Иная, внебытовая жизнь Мухи - это полет. Полет неведомой валькирии (еще один привет учителю, заморочившему голову мифами и музыкой) над сценой. В черном с блестками трико, короткой юбочке Муха парит в воздухе как заправская циркачка, совершает рискованные акробатические кульбиты, невесомо ходит по "канату", в качестве которого представлена злосчастная резинка от трусов, то и дело по-детски оплакиваемая Марией, потому что нещадно рвется под руками нетерпеливых солдат.
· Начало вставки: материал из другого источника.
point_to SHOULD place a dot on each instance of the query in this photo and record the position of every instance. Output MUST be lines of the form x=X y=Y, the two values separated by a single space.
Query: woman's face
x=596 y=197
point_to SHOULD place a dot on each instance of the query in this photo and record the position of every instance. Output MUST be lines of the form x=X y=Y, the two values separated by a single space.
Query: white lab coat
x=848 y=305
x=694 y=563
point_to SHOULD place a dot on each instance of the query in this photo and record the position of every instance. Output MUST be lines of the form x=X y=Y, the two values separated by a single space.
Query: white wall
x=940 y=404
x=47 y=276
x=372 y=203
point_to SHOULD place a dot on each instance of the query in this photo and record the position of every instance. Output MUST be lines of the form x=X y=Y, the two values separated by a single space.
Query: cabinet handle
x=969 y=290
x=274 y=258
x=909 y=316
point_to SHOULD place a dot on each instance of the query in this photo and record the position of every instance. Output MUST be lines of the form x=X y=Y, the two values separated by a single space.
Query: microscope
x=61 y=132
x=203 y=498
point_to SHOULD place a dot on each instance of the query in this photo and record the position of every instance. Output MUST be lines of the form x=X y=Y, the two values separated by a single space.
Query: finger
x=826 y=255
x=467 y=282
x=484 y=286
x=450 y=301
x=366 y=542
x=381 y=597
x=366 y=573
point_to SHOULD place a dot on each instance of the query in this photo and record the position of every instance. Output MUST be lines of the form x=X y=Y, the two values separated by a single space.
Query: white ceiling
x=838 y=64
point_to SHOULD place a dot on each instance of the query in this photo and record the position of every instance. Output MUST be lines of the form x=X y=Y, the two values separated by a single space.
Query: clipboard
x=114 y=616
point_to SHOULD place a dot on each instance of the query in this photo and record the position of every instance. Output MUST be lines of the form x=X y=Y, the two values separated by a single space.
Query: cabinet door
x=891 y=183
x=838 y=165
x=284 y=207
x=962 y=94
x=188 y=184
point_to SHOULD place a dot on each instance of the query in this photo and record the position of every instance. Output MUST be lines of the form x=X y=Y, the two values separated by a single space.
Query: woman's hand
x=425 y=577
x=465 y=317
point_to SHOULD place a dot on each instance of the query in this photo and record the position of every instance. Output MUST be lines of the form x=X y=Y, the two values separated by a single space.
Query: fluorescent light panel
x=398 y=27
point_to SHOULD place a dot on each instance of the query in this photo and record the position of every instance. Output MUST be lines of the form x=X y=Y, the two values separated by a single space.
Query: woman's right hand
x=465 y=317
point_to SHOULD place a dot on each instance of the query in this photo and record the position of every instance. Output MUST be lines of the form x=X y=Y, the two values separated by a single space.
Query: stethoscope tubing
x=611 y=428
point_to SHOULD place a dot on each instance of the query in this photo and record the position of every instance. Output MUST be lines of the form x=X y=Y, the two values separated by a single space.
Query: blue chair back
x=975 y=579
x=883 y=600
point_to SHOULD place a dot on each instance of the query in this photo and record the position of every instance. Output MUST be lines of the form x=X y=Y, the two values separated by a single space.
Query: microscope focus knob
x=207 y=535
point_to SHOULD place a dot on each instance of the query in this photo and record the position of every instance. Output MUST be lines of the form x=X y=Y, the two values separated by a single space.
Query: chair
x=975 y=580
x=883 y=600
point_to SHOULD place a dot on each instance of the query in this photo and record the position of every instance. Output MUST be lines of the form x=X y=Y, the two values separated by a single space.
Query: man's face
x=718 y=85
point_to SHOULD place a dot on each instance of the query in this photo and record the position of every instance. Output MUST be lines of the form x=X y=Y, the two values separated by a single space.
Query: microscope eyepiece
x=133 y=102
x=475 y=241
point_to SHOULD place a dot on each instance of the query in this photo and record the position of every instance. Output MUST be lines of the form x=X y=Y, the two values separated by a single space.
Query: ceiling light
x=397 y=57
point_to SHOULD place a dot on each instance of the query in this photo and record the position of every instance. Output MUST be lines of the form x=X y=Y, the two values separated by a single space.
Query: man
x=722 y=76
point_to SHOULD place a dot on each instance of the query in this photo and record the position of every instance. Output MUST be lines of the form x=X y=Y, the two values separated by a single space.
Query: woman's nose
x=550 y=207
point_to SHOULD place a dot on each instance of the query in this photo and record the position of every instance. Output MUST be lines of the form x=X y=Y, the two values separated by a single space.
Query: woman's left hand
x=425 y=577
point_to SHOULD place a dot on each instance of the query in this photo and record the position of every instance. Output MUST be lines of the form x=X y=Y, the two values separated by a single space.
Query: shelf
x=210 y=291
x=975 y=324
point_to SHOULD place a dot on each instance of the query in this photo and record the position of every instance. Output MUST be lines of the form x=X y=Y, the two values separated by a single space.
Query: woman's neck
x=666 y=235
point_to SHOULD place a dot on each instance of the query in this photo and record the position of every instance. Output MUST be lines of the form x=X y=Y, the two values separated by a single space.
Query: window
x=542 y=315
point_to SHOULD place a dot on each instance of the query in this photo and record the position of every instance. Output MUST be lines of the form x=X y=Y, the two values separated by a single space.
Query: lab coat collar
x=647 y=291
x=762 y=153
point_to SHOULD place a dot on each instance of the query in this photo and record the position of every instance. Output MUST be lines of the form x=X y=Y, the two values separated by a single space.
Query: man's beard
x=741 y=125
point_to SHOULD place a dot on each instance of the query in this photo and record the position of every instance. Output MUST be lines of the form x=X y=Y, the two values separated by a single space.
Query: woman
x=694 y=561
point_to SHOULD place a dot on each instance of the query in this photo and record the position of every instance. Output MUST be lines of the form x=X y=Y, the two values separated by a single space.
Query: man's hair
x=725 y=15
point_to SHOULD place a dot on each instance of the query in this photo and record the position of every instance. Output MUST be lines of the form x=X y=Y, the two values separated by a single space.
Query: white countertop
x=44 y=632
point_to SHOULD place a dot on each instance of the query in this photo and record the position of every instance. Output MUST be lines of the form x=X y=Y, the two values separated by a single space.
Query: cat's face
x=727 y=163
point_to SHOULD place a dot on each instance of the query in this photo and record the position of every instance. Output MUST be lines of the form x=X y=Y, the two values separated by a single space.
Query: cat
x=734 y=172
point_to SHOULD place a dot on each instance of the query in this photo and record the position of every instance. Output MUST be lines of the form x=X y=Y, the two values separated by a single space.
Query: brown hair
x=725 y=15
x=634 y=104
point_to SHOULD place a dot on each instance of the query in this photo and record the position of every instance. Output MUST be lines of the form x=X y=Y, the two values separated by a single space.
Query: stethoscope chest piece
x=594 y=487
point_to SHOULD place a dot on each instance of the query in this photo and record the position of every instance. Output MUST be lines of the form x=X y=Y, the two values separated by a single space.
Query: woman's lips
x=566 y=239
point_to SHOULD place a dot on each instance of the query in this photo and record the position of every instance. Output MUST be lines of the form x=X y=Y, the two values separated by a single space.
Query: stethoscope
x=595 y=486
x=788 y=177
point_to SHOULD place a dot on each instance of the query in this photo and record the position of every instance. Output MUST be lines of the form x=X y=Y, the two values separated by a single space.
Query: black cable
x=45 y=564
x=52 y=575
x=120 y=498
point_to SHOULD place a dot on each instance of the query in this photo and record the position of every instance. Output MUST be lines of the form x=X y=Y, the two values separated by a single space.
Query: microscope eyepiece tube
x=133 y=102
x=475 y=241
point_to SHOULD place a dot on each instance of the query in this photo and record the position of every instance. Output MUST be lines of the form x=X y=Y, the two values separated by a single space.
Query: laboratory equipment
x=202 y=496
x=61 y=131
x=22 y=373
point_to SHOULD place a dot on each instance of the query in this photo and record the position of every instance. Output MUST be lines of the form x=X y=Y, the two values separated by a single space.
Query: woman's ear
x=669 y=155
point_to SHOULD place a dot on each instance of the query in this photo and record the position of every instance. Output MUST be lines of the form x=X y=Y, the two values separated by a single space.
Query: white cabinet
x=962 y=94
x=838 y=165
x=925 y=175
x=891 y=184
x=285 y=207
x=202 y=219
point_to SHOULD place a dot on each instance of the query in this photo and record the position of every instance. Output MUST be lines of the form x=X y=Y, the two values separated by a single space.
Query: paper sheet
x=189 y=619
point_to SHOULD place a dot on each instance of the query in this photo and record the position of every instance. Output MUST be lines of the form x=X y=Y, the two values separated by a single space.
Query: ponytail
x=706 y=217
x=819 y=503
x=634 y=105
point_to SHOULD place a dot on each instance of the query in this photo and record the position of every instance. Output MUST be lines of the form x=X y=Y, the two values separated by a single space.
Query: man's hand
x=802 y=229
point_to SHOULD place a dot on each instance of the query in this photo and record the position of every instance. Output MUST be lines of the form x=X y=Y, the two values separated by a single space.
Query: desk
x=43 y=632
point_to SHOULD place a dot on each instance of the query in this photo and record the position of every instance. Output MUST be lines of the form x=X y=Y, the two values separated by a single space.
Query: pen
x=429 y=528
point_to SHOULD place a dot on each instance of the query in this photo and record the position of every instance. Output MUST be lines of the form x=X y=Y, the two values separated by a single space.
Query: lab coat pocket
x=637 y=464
О Хаматовой - Мухе можно говорить долго, бесконечно. Ради нее нужно в кои-то веки, отбросив все дела, непременно бежать в театр. Ролей подобного накала в столичном театре - единицы. Сам же спектакль Серебренникова - вполне привычный тип зрелища для этого режиссера, всегда имеющего заманчивую дебютную идею, но редко доводящего ее до цельного и гармоничного воплощения. Серебренников - постоянный и благодарный зритель, его непременно встретишь на всех московских премьерах, даже не слишком громких. Постигая "чужие университеты", он все же пока остается любопытным, неспокойным, думающим и чувствующим студентом. Создание своего, самостоятельного театра, лишенного цитат и заимствований, грамотного и профессионального, конечно, еще впереди.

 

Ирина АЛПАТОВА
«Культура», 17-23 марта 2005 года

ГОЛАЯ ПИОНЕРКА
Вернуться
Фотоальбом
Программа

© 2000 Театр "Современник".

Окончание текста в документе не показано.